The ministry is now using the same technology for project reports, encroachment detection, and landslide prediction.
By the end of 2026, he promises no more toll queues, only a ₹3,000 annual pass valid for 200 crossings.
The Mumbai Water Taxi Revolution
Gadkari is turning a long-pending dream into reality: a water taxi network that will connect Mumbai’s western coast to Navi Mumbai Airport in just 17 minutes (versus 90 minutes to 3 hours by road).
Seven routes are in progress.
The Bihari Moment That Went Viral
When Shekhar gently raised the Marathi language controversy, saying
“People like us Biharis are getting worried,” Gadkari replied with a smile:
“You are a Bihari too.”
He highlighted the record roads and bridges built in Bihar and made a larger point: Every Indian language deserves pride, but none should become a weapon against migrant workers.
Language is a tool for livelihood, not a loyalty test.
What Nitin Gadkari Really Thinks About Politics
“Politics is not just power. It is a game of compromises, compulsions, limitations, and contradictions.”
He placed responsibility on voters: the day the public stops rewarding defectors and caste politics, both will end.
He treats every person in his constituency as family, regardless of caste, religion, or language.
The Most Human Moments
In the “Confession Room,” Gadkari admitted to a teenage prank, overeating at a restaurant with friends, and paying only for two people through a bribed waiter.
He still regrets it.
He has lost 46 kg.
His best line of the night:
“My food has reduced. My intention towards food has not reduced.”

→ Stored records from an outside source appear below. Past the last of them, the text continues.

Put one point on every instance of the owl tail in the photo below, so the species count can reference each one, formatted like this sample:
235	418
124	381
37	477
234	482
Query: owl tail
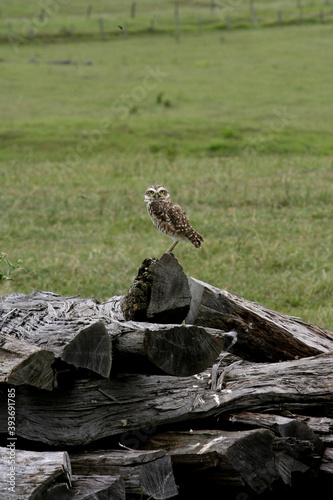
196	239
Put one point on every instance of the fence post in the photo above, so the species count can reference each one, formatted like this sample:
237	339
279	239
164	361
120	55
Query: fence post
279	18
10	33
133	9
101	28
177	20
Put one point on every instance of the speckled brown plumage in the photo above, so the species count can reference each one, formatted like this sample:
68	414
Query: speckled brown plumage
169	217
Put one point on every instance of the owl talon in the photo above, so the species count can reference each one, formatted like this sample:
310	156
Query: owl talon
172	247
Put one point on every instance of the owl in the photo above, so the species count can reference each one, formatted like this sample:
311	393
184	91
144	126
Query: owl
169	217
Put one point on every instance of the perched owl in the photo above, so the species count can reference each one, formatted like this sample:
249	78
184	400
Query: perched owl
169	217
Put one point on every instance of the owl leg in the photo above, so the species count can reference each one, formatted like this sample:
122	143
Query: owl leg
172	247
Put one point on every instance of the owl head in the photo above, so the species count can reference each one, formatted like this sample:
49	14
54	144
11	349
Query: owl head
156	192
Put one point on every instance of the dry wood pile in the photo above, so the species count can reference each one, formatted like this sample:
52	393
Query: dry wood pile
177	389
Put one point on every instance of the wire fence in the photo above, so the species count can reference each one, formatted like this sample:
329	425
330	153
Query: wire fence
55	23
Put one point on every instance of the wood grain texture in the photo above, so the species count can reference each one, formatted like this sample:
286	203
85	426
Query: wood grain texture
93	409
260	333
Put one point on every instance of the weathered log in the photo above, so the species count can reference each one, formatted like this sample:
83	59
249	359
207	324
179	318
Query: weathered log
326	467
260	333
321	426
88	488
180	350
255	458
94	409
24	363
82	342
159	293
28	474
148	472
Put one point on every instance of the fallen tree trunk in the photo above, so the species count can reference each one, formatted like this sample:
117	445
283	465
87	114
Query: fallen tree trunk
160	292
255	458
81	342
148	472
260	333
93	409
24	363
27	474
88	488
179	350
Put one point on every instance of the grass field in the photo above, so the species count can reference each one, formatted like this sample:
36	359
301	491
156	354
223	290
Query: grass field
236	123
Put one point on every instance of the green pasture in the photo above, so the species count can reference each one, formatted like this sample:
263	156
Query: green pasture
238	125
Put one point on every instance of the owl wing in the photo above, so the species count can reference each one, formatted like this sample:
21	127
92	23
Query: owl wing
178	219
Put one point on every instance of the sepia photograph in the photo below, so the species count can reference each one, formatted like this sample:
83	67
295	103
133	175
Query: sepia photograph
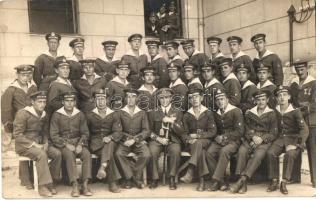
130	99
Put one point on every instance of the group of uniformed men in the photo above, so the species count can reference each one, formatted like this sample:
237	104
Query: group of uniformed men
209	107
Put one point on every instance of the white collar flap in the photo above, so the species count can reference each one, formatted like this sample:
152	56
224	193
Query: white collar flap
31	110
63	112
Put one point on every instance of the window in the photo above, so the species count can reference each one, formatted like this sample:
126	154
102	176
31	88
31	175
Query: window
52	15
163	19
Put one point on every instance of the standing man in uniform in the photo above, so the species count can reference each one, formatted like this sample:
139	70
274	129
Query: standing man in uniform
230	129
165	118
158	63
216	54
293	133
192	78
69	133
14	98
147	98
195	57
106	65
211	85
135	130
59	86
136	59
230	81
77	46
105	133
199	130
44	71
268	58
89	83
30	133
261	130
117	86
239	57
178	87
248	88
303	88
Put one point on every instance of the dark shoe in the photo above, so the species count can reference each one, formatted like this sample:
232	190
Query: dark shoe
283	188
243	188
201	186
128	184
75	190
172	183
139	184
214	186
187	178
274	185
237	186
52	188
44	192
114	188
153	184
85	189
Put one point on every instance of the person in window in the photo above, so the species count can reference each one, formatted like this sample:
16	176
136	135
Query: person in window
152	26
44	71
77	46
170	28
106	65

He still loves misal and street food, and admits that most of his thoughts are food-related.
The Vajpayee Connection
Gadkari credits Atal Bihari Vajpayee for shaping him.
It was Vajpayee who asked him to design the Pradhan Mantri Gram Sadak Yojana.
He quoted his mentor:
“Do not give me a height so great that I cannot embrace those who are mine. Do not give me a height where I forget the ground beneath my feet.”
True to this, you will not find Gadkari’s photograph on any highway hoarding built under his ministry.
A Rare Record
He is the only minister in independent India to hold the Roads & Highways portfolio for three consecutive terms, over 11 continuous years.
Final Takeaway
Shekhar Suman chose his comeback guest perfectly.
Gadkari showed why long-form, respectful interviews still matter.
- A man who failed engineering but built world-record infrastructure.
- A man who lost 46 kg but kept his love for life.
- A man who drives a car powered by farmers and refuses to put his photo on hoardings.
If you watch only one Indian YouTube talk show this year, make it this one.